Expanso Documentation

Expanso enables you to deploy and orchestrate data pipelines from edge to destination through a unified control plane. Process, filter, and transform data - and run AI models - before it hits your backend platforms.

Deploy intelligent data pipelines anywhere

Process data and run inference where it's generated. Cut costs by filtering at the source. Deploy in minutes with 200+ pre-built components.

Cost Reduction

Filter and sample at source - only send valuable data downstream

Edge AI & ML

Run inference models directly within your data pipelines

Built-In Governance

Mask PII and enforce policies before data leaves the edge

Platform Agnostic

Works with Snowflake, Datadog, Splunk, S3 - whatever you use

Start Free Trial Quick Start Guide →

What is Expanso?

Expanso is a managed platform for deploying intelligent data pipelines at the edge:

Edge-Native Architecture: Process data where it's generated - reduce bandwidth and latency.
Run AI/ML Models at the Source: Run AI/ML models directly in your data pipelines.
200+ Components: Pre-built inputs, processors, and outputs for any pipeline need.
Visual Pipeline Builder: Drag-and-drop interface (YAML also available).
Managed SaaS: Central control plane with automatic agent updates.
Enterprise Governance: PII masking, policy enforcement, and compliance audit trails.

Quick Start

Get your first pipeline running in 15 minutes:

Sign up for Expanso Cloud (free tier available)
Install an agent on your infrastructure
Build a pipeline using our visual builder or YAML

Popular Use Cases

Database Connectivity: Connect to MySQL, PostgreSQL, SQLite for edge analytics and caching.
Edge Infrastructure Management: Manage K3s clusters, Docker containers, collect logs, automate operations.
Log Processing: Filter debug logs, mask PII, route to multiple destinations.
IoT Data Aggregation: Aggregate sensor data at the edge, reducing volume by 90%.
Real-Time Alerting: Detect patterns and alert without backend latency.
Compliance & Privacy: Mask sensitive data before it leaves your network.

Core Features

Visual Pipeline Builder

Create sophisticated pipelines with drag-and-drop or YAML. Preview data transformations in real-time as you build.

Edge AI & ML

Execute machine learning models directly on streaming data as a native pipeline step.

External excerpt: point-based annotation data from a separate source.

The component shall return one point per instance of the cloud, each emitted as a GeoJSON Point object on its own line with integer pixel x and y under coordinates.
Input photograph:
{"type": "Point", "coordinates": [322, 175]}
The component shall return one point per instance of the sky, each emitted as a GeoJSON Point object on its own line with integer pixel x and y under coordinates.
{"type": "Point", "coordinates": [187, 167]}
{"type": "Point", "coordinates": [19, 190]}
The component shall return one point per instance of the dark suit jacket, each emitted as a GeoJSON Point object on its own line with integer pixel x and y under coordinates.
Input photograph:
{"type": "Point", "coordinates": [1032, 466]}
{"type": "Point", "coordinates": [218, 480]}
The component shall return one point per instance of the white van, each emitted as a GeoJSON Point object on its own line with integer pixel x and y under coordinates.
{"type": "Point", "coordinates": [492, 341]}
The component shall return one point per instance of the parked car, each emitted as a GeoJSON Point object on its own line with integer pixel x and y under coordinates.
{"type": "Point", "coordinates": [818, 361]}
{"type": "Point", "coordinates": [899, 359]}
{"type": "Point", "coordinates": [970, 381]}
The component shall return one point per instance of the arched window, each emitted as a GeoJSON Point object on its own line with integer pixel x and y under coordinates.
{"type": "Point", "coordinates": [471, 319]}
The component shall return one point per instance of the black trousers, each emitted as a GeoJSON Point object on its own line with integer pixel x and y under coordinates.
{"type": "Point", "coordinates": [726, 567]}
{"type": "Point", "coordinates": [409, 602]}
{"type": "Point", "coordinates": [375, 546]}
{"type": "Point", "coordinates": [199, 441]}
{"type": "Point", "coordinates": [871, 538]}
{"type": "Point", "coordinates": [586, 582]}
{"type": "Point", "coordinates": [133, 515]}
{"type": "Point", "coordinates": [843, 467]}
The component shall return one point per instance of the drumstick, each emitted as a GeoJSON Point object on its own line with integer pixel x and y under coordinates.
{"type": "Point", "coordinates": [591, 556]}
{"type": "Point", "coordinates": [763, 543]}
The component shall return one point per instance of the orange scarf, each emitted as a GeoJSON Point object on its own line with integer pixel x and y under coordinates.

Low-Latency Inference: Get predictions in milliseconds without a round-trip to the cloud.
Enrich Data: Add model outputs (like a risk score) to your events before routing.
Flexible Integration: Integrate with your existing ML workflows and model formats.

Powerful Transformations

Leverage 200+ built-in components for ingesting, transforming, and routing data:

Parse logs (JSON, syslog, CSV, regex)
Filter and sample to reduce volume
Mask PII automatically
Aggregate metrics in time windows
Enrich with lookups, APIs, or ML models
Route to multiple destinations

Enterprise Ready

Governance: PII detection, masking, and policy enforcement
Monitoring: Built-in metrics and health checks
Security: RBAC, SSO, audit trails
High Availability: Automatic failover and recovery

Example Pipeline

Here's a pipeline that processes application logs, masks sensitive data, and routes them to multiple destinations:

input:
  kafka:
    brokers: [kafka-broker:9092]
    topics: [transactions]

pipeline:
  processors:
    - mapping: |
        # Parse JSON logs
        root = this.parse_json()

    - model:
        onnx:
          model_path: /models/fraud_detector.onnx
          input_columns: ["transaction_amount", "user_location_risk"]
          output_columns: ["is_fraud_probability"]

    - mapping: |
        # Add risk score to the event
        root.fraud_score = this.is_fraud_probability

        # Mask sensitive user info
        root.user.email = this.user.email.redact_emails()
        root.user.ip = "REDACTED"

output:
  broker:
    pattern: fan_out
    outputs:
      # Send high-risk events to a security queue
      - switch:
          - check: this.fraud_score > 0.9
            output:
              kafka:
                brokers: [kafka-broker:9092]
                topic: high-risk-transactions

      # Send everything to S3 for archiving
      - aws_s3:
          bucket: transactions-archive
          path: "${! timestamp_unix() }-${! uuid_v4() }.json"

See more examples →

Documentation Guide

We've organized our documentation to help you at different stages of your journey:

🎓 Getting Started - Learn the Basics

New to Expanso? Start here! These hands-on tutorials will get you up and running quickly.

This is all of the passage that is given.